AI and Training Data:
Over at The Atlantic, Ross Andersen asks “What Happens When AI Has Read Everything?” AI has recently demonstrated great capabilities in language translation and writing, He points out that AIs can translate between more than a hundred languages in real time, and can produce a pastiche in a range of literary styles. It can even make a stab at rhyming poetry.
But researchers warn that this could come to an end if there is not more new text to train on, and good prose is hard to find. Arbitrary text captured at random from around the web does not, in general, make good training data.
Training an AI is the equivalent of locking someone in the Library of Congress and telling them not to come out until they’ve finished a speed course in human culture. Generative AI systems are based upon access to huge volumes of training data, be it text, for something like GPT-3 or images, for something like Dall-E. Google Books researchers estimate that since Gutenberg, humans have published more than 125 million titles. An estimated ten to thirty million million of them are already digitized. This gives AIs access to hundreds of billions of words.

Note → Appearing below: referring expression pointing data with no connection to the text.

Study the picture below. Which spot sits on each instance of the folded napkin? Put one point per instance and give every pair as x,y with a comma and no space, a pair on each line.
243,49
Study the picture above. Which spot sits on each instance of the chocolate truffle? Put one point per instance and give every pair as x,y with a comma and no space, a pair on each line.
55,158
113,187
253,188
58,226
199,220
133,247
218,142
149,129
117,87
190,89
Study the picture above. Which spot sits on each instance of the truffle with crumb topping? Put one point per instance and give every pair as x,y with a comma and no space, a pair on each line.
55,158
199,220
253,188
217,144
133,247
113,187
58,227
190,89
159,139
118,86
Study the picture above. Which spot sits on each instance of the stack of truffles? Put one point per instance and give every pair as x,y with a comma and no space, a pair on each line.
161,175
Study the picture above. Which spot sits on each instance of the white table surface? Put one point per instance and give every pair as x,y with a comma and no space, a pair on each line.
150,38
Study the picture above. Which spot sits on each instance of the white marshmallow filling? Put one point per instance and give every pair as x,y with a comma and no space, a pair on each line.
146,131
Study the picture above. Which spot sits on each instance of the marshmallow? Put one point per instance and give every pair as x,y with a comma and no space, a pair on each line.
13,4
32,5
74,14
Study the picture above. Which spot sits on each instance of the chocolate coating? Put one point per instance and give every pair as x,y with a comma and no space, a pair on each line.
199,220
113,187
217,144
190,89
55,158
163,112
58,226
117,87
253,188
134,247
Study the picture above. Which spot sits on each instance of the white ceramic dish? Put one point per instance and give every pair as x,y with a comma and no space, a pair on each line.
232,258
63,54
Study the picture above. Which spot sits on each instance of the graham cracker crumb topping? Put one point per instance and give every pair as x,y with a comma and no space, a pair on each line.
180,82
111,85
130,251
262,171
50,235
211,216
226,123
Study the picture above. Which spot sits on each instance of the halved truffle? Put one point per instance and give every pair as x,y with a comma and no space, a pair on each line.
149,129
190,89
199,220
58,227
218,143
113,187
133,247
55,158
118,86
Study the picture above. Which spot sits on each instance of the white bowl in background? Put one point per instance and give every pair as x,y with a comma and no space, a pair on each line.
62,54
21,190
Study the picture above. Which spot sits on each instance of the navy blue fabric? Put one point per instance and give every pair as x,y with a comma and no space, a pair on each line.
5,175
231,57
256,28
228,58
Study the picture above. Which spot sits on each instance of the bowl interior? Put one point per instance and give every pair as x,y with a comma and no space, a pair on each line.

Andersen notes more fanciful suggestions for gathering data, including harvesting text messaging and keystrokes, and having everyone wear microphones so that their spontaneous voice output can be converted to training data. Neglecting that this sounds like a dystopic security nightmare, it’s not clear yet whether the additional data would necessarily be of much value. So far, larger, more powerful models need more data to train on, but, like Moore’s Law, it remains to be seen if that relationship will continue. If we hit the maximum of what more training data provides for us, the problem may solve itself.